The strategic backdrop is stark. Britain’s Chief of Defence Staff confirmed this week that the government is updating its Government War Book — the classified national continuity plan last seriously revisited during the Cold War — to prepare civilian infrastructure, the police, industry, and the NHS for the possibility of high-intensity conflict.
The confirmation came at the London Defence Conference, where the defence chief also revealed that a threat from the UK to seize vessels in Russia’s shadow fleet was already altering behaviour before British forces had boarded a single ship.
Separately, Defence Secretary John Healey revealed that British warships and aircraft had spent roughly a month monitoring three Russian naval vessels — an Akula-class attack submarine and two specialist GUGI deep-sea research submarines — operating off the UK’s northern coast before they withdrew.
Retired General Sir Richard Barrons, who contributed to the government’s Strategic Defence Review, has been among the most vocal voices pressing for greater urgency, publishing an article arguing that Britain must “act today” with a sustained increase of approximately £10 billion per year in defence funding.
He described the UK armed forces as having been “hollowed out” by decades of underfunding and warned that the country “can no longer rely on the US cavalry to bail us out,” a reference to the deterioration of UK-US defence certainty under the Trump administration. Barrons estimated that a three-to-five-year window exists to address the most critical capability gaps, a timeline he described as tightening fast.
The fiscal challenge is the central complication in all of this. The government has committed to spending 2.5% of GDP on defence by 2027 and 3.5% by 2035, as part of a NATO agreement reached last year, but the Treasury has made clear that any acceleration beyond current plans will require either tax increases or cuts to other departmental budgets, without breaching borrowing rules. The Institute for Fiscal Studies has noted that existing defence spending plans are already squeezing non-defence budgets in 2026-27 and 2027-28, and that further acceleration would compound those pressures materially.
Adding complexity is the fact that the government’s long-promised Defence Investment Plan — a ten-year document intended to show industry how military spending will be allocated — remains unpublished despite having been promised in autumn 2025 and then again by Christmas.
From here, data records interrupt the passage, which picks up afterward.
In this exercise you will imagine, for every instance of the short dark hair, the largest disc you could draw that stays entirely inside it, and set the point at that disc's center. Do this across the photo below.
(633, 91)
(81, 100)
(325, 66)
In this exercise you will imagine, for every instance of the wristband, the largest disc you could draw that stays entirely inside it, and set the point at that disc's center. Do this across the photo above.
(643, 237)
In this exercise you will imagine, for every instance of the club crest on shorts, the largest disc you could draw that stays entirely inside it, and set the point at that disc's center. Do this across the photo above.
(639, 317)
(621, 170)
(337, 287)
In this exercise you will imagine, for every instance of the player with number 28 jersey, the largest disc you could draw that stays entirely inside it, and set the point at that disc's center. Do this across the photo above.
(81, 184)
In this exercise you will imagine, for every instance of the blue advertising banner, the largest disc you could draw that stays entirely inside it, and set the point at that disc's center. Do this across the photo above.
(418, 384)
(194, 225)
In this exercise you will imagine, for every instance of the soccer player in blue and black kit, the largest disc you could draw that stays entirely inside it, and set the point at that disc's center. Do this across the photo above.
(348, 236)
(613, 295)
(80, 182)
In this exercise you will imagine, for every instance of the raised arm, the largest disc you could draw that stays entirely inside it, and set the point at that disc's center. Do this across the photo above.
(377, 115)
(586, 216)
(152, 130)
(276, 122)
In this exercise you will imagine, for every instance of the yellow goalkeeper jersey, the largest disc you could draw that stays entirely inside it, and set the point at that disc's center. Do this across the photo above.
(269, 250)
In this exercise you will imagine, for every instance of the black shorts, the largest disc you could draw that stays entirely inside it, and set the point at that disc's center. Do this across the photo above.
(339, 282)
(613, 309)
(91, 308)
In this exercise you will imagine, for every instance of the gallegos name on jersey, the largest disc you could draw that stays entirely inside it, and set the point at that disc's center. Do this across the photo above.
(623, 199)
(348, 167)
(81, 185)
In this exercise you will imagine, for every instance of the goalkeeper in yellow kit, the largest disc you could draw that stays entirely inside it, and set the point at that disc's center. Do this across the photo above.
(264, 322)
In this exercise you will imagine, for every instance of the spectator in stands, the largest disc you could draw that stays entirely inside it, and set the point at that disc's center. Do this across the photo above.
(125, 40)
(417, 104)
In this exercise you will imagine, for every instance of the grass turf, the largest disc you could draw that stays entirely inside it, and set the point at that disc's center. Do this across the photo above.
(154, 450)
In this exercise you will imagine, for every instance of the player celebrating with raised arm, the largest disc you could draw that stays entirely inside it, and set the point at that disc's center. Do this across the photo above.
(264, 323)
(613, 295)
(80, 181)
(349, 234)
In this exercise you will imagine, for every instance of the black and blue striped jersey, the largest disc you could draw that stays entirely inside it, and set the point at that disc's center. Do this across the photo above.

The delay has left defence companies in a form of commercial limbo, with some start-ups relocating abroad and at least one Business winding down its defence arm while waiting for government contracts to clear. Until the plan is published, much of the additional funding commitment remains theoretical, even as the political language around it escalates.
Starmer’s calculation appears to be that a visible commitment to national security — particularly given the unresolved US-Iran conflict and Russia’s sustained hybrid campaign against European undersea infrastructure — provides the most credible narrative to stabilise his position ahead of local elections. Whether it proves sufficient will depend partly on whether the May results are bad enough to move Labour MPs to formally back a single challenger, which requires 80 signatures to trigger a leadership contest. At the moment, no challenger has consolidated that level of support, but the local election results will recalibrate those calculations overnight.